Installation and Usage#
Installation#
The package and dependencies, including the original NHSx pipeline, may be installed using pip:
pip install git+https://gitlab.developers.cam.ac.uk/maths/cia/covid-19-projects/nccidxclean
Alternatively, the git repository may be cloned and installed locally:
git clone https://gitlab.developers.cam.ac.uk/maths/cia/covid-19-projects/nccidxclean
cd nccidxclean
pip install .
It is advised that the package be installed in a virtual environment (conda or venv).
Usage#
The package may be run from the command line or within python.
To run the package on the command line:
nccidxclean <base_path> <clinical_subdir> --xray_subdir --ct_subdir --eda
The output, clean data is stored in ./data/ generated in the working directory.

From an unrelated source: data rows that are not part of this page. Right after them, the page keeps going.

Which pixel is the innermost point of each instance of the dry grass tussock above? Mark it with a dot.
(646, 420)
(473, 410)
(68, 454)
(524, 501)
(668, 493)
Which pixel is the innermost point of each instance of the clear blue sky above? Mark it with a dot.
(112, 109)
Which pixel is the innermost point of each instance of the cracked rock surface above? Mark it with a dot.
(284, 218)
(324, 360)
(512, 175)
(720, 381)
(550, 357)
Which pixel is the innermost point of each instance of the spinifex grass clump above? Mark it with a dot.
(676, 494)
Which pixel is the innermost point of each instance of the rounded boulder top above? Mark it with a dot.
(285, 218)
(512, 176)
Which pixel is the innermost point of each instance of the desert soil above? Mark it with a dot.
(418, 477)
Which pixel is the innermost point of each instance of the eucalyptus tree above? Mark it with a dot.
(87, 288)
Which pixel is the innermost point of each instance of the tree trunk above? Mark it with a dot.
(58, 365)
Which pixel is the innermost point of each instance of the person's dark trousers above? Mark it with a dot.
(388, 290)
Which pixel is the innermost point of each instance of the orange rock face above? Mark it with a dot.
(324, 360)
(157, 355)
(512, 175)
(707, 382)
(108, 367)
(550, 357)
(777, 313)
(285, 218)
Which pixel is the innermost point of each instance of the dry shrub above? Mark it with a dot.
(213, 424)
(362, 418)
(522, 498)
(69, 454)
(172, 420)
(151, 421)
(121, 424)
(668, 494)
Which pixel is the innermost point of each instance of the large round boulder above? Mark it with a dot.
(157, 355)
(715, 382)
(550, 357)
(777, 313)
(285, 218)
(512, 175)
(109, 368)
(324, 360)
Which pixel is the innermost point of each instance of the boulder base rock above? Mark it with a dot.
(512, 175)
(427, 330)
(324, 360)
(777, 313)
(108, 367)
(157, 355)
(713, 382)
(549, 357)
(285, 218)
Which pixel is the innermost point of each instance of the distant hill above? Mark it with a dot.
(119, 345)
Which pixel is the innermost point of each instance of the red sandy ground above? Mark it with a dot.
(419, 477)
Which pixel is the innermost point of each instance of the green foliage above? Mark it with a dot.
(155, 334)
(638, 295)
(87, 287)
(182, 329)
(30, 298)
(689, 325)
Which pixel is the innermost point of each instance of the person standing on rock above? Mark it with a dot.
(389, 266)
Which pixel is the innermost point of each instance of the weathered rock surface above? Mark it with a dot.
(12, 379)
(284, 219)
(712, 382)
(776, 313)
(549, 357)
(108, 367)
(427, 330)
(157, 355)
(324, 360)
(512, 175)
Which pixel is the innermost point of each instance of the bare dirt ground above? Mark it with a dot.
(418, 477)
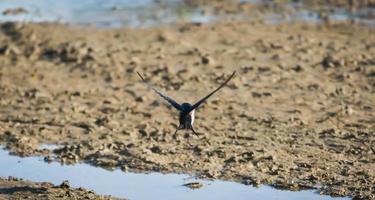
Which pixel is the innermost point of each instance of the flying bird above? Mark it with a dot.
(187, 111)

For additional information on command line usage, please see the
docs.
An example notebook is provided which demonstrates how the cleaning process may be performed step-by-step, from reading in the clinical data to enriching missing values using the DICOM metadata.
To run the default module pipeline on a pandas dataframe in python, use:
import nccidxclean as xclean
xclean_df = xclean.xclean_nccid(df)
The pipeline may be modified to remove steps, use original NHSx modules,
and select which data features will be returned. There are parameters and arguments which allow for
the user to specify: whether to convert FiO2 values in litres to percentages (fio2_ltrs_to_percent),
and whether to collapse ‘PMH Lung Disease’ and ‘PMH CVS Disease’ into binary + unknown features (collapse_pmh).

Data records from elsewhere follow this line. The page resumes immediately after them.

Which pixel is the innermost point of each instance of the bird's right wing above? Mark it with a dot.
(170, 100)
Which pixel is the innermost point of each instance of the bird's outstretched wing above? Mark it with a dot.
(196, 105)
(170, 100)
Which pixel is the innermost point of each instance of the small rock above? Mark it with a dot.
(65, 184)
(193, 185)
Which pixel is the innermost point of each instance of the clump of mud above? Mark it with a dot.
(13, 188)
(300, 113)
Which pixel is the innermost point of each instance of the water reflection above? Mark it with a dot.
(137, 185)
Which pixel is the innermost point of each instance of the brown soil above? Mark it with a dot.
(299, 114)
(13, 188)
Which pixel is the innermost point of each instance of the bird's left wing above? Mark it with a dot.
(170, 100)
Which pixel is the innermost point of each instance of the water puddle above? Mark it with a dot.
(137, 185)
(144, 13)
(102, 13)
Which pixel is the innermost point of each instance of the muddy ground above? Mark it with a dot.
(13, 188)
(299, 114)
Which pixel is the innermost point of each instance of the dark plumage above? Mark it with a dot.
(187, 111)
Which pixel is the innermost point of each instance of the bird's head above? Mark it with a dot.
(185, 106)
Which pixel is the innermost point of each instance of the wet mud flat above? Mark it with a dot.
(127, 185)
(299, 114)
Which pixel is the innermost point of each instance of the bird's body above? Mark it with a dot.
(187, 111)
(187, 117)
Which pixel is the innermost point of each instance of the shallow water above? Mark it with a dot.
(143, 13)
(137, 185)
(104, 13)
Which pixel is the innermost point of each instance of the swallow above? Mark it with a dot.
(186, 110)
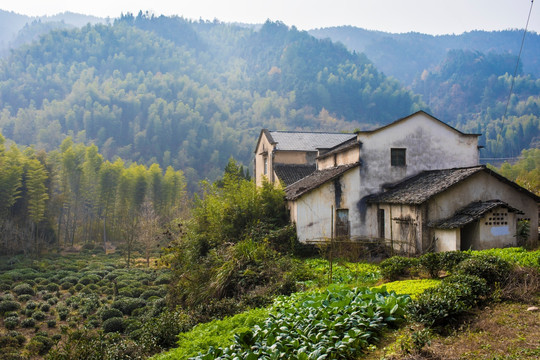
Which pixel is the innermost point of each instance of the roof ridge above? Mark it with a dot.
(311, 132)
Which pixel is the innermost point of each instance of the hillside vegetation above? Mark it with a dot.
(187, 94)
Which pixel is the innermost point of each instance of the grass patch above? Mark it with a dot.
(215, 333)
(413, 288)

Please see the API documentation for more information.
Data Warnings and Errors!
Three .csv files are generated which contain patient data for manual review. They are stored
in the for_review folder in the working directory.
This data should be reviewed and amended (e.g. in a spreadsheet application) and the changes
then merged with the cleaned data using the nccidxclean.clean.utils.merge_checks_with_cleaned_df function. This is then stored in an encrypted format allowing
these updates to be applied during future deployments.